Non-significant results cannot be distinguished from type II errors, due to extremely
low power.

My idea was to include more of the theoretical knowledge instead of trying to
twist curls on a shiny bald head, i.e. the 12 (or maybe less) indicators are based on theoretical
and practical considerations, and oon pre-existing literature) indicators, so they
are simply put together and used for the prediction in the current sample. If they
show some predictive value, then fine, you can present this and suggest to further
check & improve the index in further studies.

With kind regards

Karabiner

Thank you for the prompt reply.
I understand that my approach will produce overfitting as I don't have a pilot study on a different set of population where the index was developed, and that it is not ideal to develop and then apply the index test in the same population.

Also that the p value measures significance and not the strength of association.

No previous study has been done taking these twelve parameters together.

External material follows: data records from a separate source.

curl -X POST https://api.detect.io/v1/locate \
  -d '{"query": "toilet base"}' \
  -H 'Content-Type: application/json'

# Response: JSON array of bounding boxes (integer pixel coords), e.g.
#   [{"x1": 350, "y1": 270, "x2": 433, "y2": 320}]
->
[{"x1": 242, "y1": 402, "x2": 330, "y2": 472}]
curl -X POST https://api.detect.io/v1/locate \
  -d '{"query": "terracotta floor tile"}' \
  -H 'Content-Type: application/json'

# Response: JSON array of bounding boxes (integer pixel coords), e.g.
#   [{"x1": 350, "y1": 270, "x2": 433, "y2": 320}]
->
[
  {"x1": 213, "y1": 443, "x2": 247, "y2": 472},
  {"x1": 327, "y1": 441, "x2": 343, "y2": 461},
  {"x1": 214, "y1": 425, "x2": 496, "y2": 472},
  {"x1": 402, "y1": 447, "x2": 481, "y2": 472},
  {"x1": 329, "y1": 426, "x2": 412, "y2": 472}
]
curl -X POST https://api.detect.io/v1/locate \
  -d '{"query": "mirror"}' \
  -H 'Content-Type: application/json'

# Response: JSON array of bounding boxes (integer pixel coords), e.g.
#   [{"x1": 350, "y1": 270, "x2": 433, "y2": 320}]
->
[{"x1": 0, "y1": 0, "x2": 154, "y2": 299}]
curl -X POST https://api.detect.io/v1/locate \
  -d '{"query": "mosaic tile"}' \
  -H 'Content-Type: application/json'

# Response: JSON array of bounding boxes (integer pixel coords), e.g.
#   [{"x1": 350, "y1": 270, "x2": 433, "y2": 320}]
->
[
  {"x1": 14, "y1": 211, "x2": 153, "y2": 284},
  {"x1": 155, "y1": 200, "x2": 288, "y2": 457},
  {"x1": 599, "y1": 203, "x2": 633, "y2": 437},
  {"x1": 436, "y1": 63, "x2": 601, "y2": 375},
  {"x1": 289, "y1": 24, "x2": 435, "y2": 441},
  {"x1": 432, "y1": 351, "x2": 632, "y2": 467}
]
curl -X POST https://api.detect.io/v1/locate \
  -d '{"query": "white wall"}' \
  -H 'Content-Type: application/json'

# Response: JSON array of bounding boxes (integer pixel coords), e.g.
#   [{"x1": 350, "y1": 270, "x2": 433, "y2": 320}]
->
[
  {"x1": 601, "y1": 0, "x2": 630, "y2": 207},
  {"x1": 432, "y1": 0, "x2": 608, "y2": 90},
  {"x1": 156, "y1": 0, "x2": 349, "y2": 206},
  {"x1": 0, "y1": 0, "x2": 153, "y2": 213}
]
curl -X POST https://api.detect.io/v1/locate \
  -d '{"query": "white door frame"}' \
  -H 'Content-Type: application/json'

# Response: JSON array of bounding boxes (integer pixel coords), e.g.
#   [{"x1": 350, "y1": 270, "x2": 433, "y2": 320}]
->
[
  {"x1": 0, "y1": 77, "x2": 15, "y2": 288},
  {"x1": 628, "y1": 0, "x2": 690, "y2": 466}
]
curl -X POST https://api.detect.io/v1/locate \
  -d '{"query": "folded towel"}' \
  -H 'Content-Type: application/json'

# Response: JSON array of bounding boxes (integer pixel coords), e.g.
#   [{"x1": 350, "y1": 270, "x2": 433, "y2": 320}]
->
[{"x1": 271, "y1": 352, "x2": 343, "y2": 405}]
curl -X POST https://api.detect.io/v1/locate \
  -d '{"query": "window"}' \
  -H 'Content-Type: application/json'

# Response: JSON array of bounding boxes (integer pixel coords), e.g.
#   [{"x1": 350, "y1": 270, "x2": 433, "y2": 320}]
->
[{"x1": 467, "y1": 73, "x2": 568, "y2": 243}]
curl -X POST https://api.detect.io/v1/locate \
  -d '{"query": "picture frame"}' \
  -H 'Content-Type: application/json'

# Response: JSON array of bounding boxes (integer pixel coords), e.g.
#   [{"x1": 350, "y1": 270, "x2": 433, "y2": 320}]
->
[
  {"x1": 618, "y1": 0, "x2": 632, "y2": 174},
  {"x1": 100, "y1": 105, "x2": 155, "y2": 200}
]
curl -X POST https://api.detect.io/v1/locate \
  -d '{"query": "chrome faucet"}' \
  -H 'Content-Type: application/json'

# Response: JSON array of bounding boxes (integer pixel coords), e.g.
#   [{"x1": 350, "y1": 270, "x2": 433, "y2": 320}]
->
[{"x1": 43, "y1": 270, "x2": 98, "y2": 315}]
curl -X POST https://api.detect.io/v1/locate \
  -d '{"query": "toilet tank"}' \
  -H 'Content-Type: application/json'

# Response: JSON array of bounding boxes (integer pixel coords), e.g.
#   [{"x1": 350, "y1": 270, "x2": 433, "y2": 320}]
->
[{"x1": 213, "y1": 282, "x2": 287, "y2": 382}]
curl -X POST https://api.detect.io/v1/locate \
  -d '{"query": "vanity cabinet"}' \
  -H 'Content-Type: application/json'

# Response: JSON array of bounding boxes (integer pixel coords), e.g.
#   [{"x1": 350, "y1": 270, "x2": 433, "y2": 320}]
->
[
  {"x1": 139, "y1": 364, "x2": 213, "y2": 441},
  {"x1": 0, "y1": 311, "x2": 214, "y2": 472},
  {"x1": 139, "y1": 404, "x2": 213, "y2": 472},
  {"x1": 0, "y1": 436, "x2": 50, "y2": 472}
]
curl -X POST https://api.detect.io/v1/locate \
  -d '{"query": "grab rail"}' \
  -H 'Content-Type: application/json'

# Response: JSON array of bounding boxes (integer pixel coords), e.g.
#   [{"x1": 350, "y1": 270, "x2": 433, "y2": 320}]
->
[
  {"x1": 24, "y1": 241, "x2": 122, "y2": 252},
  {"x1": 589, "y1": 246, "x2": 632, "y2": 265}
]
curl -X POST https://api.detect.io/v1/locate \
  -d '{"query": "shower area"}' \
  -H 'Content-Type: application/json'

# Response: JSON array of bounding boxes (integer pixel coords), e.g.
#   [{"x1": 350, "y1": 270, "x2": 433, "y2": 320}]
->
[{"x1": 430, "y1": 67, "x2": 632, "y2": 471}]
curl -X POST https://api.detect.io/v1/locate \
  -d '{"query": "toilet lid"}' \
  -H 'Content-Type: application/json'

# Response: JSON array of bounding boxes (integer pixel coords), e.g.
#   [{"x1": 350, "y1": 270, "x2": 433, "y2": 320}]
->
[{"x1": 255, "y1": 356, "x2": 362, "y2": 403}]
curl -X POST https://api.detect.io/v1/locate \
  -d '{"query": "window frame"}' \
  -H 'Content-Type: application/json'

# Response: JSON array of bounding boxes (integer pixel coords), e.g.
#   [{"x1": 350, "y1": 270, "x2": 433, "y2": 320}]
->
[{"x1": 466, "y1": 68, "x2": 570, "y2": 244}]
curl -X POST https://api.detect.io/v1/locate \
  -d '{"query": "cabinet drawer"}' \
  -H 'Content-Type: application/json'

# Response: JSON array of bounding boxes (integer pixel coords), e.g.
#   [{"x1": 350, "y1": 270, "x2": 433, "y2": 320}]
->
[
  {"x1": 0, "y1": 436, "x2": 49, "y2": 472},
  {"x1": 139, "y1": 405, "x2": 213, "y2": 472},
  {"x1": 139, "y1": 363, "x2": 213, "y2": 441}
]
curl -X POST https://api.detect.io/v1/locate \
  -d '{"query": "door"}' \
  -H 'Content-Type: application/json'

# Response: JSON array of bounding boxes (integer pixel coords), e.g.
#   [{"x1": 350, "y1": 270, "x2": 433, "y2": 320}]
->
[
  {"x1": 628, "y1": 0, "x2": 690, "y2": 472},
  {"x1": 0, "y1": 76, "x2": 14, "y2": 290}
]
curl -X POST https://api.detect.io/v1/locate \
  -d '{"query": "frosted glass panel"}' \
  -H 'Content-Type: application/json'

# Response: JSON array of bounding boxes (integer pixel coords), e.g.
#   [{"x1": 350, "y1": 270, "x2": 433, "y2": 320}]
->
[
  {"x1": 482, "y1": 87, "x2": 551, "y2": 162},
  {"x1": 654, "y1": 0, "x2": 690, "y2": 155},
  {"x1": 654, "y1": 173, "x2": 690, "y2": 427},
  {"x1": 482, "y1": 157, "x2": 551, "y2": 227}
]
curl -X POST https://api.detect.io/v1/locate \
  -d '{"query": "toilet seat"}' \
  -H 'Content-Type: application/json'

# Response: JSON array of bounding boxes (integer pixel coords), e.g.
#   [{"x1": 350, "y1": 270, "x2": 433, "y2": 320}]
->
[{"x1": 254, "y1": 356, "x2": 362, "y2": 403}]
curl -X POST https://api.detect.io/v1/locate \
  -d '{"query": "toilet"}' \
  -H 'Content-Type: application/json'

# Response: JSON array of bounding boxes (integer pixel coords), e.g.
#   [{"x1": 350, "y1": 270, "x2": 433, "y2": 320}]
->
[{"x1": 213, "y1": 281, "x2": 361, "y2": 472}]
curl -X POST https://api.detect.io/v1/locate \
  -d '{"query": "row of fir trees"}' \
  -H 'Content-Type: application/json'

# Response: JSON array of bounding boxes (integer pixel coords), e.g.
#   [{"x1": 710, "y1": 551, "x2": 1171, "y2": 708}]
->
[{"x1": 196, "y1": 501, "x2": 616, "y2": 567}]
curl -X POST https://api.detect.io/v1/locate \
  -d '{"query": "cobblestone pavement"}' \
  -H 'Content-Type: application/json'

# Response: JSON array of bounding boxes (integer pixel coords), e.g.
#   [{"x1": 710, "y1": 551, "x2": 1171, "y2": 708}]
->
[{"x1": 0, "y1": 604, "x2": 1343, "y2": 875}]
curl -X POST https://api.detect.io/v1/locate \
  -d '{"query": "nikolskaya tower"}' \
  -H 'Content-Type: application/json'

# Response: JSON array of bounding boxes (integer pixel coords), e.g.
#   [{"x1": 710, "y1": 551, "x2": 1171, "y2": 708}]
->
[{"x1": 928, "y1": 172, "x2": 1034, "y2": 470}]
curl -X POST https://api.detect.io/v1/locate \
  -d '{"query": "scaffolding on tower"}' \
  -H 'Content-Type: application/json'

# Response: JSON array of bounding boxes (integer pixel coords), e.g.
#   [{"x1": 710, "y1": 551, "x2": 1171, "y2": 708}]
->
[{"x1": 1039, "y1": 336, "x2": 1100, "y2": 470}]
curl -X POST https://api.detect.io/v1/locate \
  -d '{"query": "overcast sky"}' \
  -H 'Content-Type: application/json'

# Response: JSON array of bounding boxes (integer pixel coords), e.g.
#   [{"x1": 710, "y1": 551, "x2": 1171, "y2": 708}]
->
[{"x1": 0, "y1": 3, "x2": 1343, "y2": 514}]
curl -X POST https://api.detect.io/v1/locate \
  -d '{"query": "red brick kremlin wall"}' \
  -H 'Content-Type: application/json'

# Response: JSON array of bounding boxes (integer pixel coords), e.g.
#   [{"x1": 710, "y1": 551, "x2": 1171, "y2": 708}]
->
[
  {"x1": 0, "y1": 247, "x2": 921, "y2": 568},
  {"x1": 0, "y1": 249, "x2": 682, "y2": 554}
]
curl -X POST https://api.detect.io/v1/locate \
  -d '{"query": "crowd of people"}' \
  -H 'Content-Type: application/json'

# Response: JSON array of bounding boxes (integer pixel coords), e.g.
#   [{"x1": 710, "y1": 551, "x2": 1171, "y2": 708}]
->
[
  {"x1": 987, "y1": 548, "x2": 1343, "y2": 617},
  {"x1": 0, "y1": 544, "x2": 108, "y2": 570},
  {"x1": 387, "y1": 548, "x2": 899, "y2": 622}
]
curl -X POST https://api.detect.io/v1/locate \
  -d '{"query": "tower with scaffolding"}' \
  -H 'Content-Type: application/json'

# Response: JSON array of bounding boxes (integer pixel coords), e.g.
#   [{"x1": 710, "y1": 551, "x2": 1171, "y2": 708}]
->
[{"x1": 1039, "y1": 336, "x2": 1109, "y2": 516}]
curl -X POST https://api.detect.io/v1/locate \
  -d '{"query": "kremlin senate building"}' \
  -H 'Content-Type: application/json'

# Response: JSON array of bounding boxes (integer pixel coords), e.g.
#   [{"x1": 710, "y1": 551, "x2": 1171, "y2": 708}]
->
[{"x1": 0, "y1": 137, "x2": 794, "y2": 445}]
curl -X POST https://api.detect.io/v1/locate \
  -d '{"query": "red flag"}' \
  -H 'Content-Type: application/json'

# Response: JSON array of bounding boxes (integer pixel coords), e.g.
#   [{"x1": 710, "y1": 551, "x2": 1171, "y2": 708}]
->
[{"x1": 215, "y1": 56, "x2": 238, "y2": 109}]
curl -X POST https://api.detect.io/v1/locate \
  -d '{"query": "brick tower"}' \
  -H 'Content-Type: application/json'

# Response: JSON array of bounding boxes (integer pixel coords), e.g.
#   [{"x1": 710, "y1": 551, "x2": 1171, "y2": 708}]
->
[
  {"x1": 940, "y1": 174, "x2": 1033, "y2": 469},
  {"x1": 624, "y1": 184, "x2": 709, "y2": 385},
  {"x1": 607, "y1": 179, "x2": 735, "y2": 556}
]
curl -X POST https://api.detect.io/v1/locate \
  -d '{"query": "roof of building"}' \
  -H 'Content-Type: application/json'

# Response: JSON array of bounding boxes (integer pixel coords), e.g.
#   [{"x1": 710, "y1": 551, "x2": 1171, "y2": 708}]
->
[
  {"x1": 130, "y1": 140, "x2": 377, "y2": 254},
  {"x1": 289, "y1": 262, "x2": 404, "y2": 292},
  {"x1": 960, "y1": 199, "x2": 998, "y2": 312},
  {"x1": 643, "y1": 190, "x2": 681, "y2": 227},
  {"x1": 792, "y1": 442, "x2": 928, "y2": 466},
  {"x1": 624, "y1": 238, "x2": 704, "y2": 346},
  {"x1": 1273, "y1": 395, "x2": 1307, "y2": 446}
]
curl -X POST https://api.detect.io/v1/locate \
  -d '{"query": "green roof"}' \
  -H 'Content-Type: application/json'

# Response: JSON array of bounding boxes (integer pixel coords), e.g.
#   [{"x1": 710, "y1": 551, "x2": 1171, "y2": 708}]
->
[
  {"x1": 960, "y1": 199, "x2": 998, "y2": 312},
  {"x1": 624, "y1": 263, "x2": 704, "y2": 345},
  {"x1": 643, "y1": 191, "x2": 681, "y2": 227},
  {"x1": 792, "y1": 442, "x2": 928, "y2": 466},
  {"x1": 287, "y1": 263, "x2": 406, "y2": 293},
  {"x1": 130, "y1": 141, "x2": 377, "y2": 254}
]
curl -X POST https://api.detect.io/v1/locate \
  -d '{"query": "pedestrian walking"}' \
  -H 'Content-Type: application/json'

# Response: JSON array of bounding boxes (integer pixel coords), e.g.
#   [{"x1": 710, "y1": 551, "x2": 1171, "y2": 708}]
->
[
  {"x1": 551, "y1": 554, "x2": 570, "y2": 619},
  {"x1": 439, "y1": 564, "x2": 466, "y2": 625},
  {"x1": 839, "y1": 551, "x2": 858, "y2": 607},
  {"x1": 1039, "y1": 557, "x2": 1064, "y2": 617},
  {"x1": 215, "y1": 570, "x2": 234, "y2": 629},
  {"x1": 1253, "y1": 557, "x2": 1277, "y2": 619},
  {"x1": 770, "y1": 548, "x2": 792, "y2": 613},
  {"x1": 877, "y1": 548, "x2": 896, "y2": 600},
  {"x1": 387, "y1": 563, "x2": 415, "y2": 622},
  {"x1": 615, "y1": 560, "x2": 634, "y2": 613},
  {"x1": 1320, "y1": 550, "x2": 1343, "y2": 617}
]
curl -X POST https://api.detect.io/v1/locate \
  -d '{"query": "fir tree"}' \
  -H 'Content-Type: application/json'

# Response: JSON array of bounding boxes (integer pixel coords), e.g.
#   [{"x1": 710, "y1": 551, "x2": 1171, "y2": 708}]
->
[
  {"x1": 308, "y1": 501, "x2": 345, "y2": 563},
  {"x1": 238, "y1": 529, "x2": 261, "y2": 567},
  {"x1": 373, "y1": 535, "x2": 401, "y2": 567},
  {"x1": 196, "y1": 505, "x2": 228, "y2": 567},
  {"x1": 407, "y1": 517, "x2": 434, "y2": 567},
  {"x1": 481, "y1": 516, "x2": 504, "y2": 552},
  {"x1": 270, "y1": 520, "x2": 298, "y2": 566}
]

There are some with few of these separately or in different combinations. None of them have provided any practice changing evidence.

Can you please suggest some other way of making an index score with these variables, if not on p value magnitude?
I understand that developing and applying the index score will cause overfitting, but I have no other option.
Your suggestions will be greatly appreciated.

PS: - Can I use the ODDS RATIO values to group the variables into the categories instead of p values
 

hlsmith

Less is more. Stay pure. Stay poor.
#20
General comment - bivariate models DV = IV, have a tremendous risk. They do not account for the possible relationships between the variables. So X1 may be by mediated by X2 or confounded. Unless all variables are in the model you may not know their true statistical association. However, your sample is too small for this. In actuality it may be too small for any variables.

Why do you keep dichotomizing the continuous variables. Sure it is fun, but you lose information doing that. Confirm linearity in the logit assumption for continuous variables and then just use the raw variable in model. Creating a cutoff threshold on such a small sample will never hold and it is poor practice to report it's effect on the sample used to create it - similar issue to what @Karabiner mentioned.

It would be like me saying does your model suck, yes/no. When there is a small chance it does not completely suck - but given a black and white rule - I have to say it sucks. Good luck.